A role for ferroptosis in articular cartilage destruction associated with rheumatoid arthritis (RA) has not been identified. We previously reported transient receptor potential melastatin 7 (TRPM7) expression was correlated with RA cartilage destruction. Herein, we further characterized a role for TRPM7 in chondrocyte ferroptosis. The expression of TRPM7 was found to be elevated in articular chondrocytes derived from adjuvant arthritis (AA) rats, human RA patients, and cultured chondrocytes treated with the ferroptosis inducer, erastin. TRPM7 knockdown or pharmacological inhibition protected primary rat articular chondrocytes and human chondrocytes (C28/I2 cells) from ferroptosis.

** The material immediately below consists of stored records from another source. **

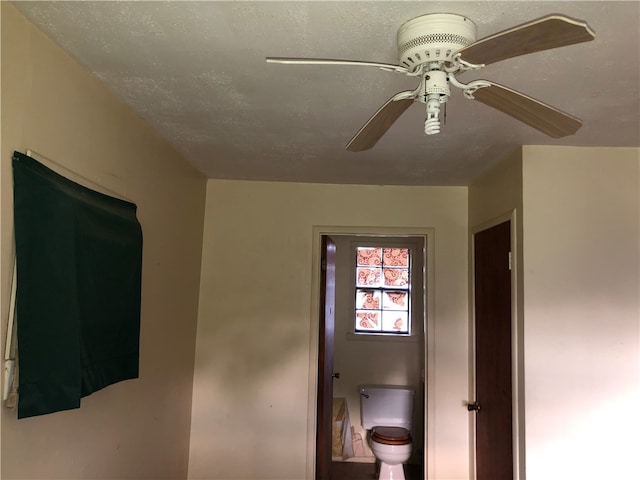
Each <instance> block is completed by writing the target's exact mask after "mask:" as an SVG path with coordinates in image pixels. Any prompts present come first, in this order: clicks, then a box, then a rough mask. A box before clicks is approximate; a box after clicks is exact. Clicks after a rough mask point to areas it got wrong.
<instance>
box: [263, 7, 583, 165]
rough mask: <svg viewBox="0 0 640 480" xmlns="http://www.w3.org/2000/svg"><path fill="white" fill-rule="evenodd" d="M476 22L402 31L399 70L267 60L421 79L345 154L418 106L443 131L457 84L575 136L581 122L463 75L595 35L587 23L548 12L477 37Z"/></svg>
mask: <svg viewBox="0 0 640 480" xmlns="http://www.w3.org/2000/svg"><path fill="white" fill-rule="evenodd" d="M476 30H477V29H476V25H475V23H473V22H472V21H471V20H470V19H468V18H467V17H464V16H462V15H457V14H451V13H435V14H427V15H421V16H419V17H416V18H414V19H412V20H409V21H408V22H406V23H404V24H403V25H402V26H401V27H400V28H399V30H398V36H397V43H398V57H399V61H398V65H392V64H386V63H377V62H367V61H358V60H338V59H324V58H285V57H267V59H266V60H267V62H268V63H281V64H293V65H355V66H364V67H378V68H380V69H381V70H385V71H390V72H397V73H404V74H405V75H408V76H412V77H416V78H418V79H419V84H418V86H417V88H416V89H415V90H408V91H404V92H400V93H397V94H396V95H394V96H393V97H391V98H390V99H389V100H388V101H387V102H386V103H385V104H384V105H383V106H382V107H380V108H379V109H378V111H377V112H376V113H374V114H373V116H372V117H371V118H370V119H369V120H368V121H367V123H366V124H365V125H364V126H363V127H362V128H361V129H360V130H359V131H358V133H356V134H355V135H354V136H353V138H352V139H351V140H350V141H349V143H348V144H347V146H346V149H347V150H349V151H352V152H359V151H363V150H368V149H370V148H372V147H373V146H374V145H375V144H376V143H377V142H378V140H380V138H382V136H383V135H384V134H385V133H386V131H387V130H388V129H389V128H390V127H391V125H393V123H394V122H395V121H396V120H397V119H398V118H399V117H400V115H402V114H403V113H404V112H405V111H406V110H407V108H409V107H410V106H411V105H412V104H413V103H414V102H416V101H418V102H421V103H424V104H425V105H426V120H425V128H424V130H425V133H426V134H427V135H433V134H437V133H439V132H440V109H441V106H442V105H444V104H445V103H446V102H447V101H448V100H449V97H450V96H451V90H450V85H453V86H454V87H457V88H460V89H462V91H463V94H464V96H465V97H466V98H468V99H472V100H477V101H479V102H480V103H484V104H485V105H488V106H490V107H493V108H495V109H497V110H500V111H501V112H504V113H506V114H507V115H510V116H512V117H514V118H516V119H518V120H520V121H522V122H524V123H526V124H527V125H529V126H531V127H533V128H535V129H537V130H539V131H541V132H543V133H545V134H547V135H549V136H550V137H553V138H560V137H565V136H568V135H572V134H574V133H575V132H576V131H577V130H578V129H579V128H580V127H581V126H582V122H581V121H580V119H578V118H576V117H574V116H572V115H570V114H568V113H565V112H563V111H561V110H559V109H557V108H555V107H553V106H551V105H547V104H545V103H543V102H541V101H539V100H536V99H534V98H531V97H529V96H527V95H524V94H522V93H520V92H517V91H515V90H512V89H510V88H507V87H505V86H503V85H499V84H497V83H495V82H490V81H488V80H473V81H471V82H468V83H462V82H461V81H459V80H458V79H457V78H456V75H458V74H460V73H462V72H465V71H469V70H478V69H480V68H482V67H484V66H485V65H488V64H491V63H495V62H498V61H500V60H506V59H508V58H513V57H517V56H520V55H526V54H529V53H534V52H540V51H543V50H549V49H552V48H557V47H564V46H567V45H573V44H576V43H581V42H587V41H590V40H593V39H594V38H595V33H594V32H593V30H592V29H591V28H590V27H589V26H588V25H587V24H586V23H585V22H583V21H581V20H575V19H572V18H569V17H566V16H564V15H555V14H554V15H548V16H546V17H542V18H539V19H536V20H532V21H530V22H527V23H523V24H522V25H518V26H515V27H513V28H510V29H507V30H504V31H502V32H499V33H496V34H494V35H490V36H488V37H485V38H482V39H480V40H476Z"/></svg>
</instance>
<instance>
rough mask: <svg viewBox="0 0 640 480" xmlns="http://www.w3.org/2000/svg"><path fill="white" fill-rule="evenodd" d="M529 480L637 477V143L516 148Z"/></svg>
mask: <svg viewBox="0 0 640 480" xmlns="http://www.w3.org/2000/svg"><path fill="white" fill-rule="evenodd" d="M523 179H524V180H523V202H524V266H525V271H524V288H525V299H524V301H525V323H524V326H525V332H524V338H525V379H526V387H525V389H526V409H527V410H526V445H527V479H528V480H543V479H544V480H553V479H558V480H560V479H567V478H580V479H592V480H596V479H598V480H600V479H603V478H619V479H623V478H624V479H626V478H640V464H639V463H638V444H639V435H640V433H639V432H640V416H639V413H638V412H639V410H638V405H639V404H640V371H639V363H638V361H639V359H640V349H639V343H640V342H639V338H640V331H639V321H638V319H639V318H640V278H639V277H640V150H639V149H637V148H575V147H564V148H563V147H537V146H535V147H534V146H530V147H524V149H523Z"/></svg>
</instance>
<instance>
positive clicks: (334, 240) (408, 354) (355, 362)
mask: <svg viewBox="0 0 640 480" xmlns="http://www.w3.org/2000/svg"><path fill="white" fill-rule="evenodd" d="M331 238H332V239H333V241H334V242H335V245H336V304H335V335H334V356H333V370H334V372H339V373H340V378H337V379H334V381H333V396H334V398H335V397H340V398H345V400H346V403H347V408H348V411H349V418H350V422H351V425H352V426H353V427H354V430H355V432H356V433H359V434H360V435H361V436H362V438H363V439H366V431H365V430H364V428H363V427H362V421H361V414H360V398H361V397H360V393H359V390H358V387H359V386H360V385H405V386H409V387H412V388H413V389H414V390H415V397H414V412H413V413H414V418H413V419H412V425H413V431H412V438H413V454H412V457H411V459H410V460H409V461H410V462H411V463H421V457H422V456H423V453H424V452H423V450H422V445H423V429H424V428H423V427H424V423H423V421H424V411H420V410H421V408H422V405H423V376H422V372H423V370H424V365H425V362H424V331H425V330H426V325H425V321H426V318H425V315H424V312H425V308H424V306H423V302H422V301H421V297H422V296H423V292H424V286H423V282H422V281H421V279H420V278H416V277H422V276H423V273H422V265H423V264H424V261H423V252H422V251H423V250H424V248H425V245H424V237H413V238H401V237H386V238H385V240H386V241H387V242H389V243H388V244H393V245H397V242H403V246H404V247H405V248H412V249H413V250H412V262H413V263H412V265H413V268H414V269H415V268H417V269H418V271H419V273H418V274H417V275H413V278H412V284H411V291H412V296H413V303H412V324H411V336H388V335H387V336H374V335H355V334H354V317H353V308H354V305H353V291H352V290H351V286H352V285H353V282H354V277H353V276H352V273H353V270H352V269H351V266H352V263H353V252H354V243H355V242H358V241H362V239H363V237H362V236H360V237H357V236H350V235H332V236H331ZM366 238H367V240H371V239H372V237H366ZM375 240H378V241H379V240H380V239H375ZM363 446H364V451H365V455H366V456H369V457H370V458H369V459H370V460H371V461H373V460H374V457H373V452H371V449H370V448H369V445H368V444H367V442H366V441H363Z"/></svg>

Moreover, TRPM7 channel activity was demonstrated to contribute to chondrocyte ferroptosis by elevation of intracellular Ca2+. Mechanistically, the PKCα-NOX4 axis was found to respond to stimulation with erastin, which resulted in TRPM7-mediated chondrocyte ferroptosis. Meanwhile, PKCα was shown to directly bind to NOX4, which could be reduced by TRPM7 channel inhibition. Adeno-associated virus 9-mediated TRPM7 silencing or TRPM7 blockade with 2-APB alleviated articular cartilage destruction in AA rats and inhibited chondrocyte ferroptosis. Collectively, both genetic and pharmacological inhibitions of TRPM7 attenuated articular cartilage damage and chondrocyte ferroptosis via the PKCα-NOX4 axis, suggesting that TRPM7-mediated chondrocyte ferroptosis is a promising target for the prevention and treatment of RA.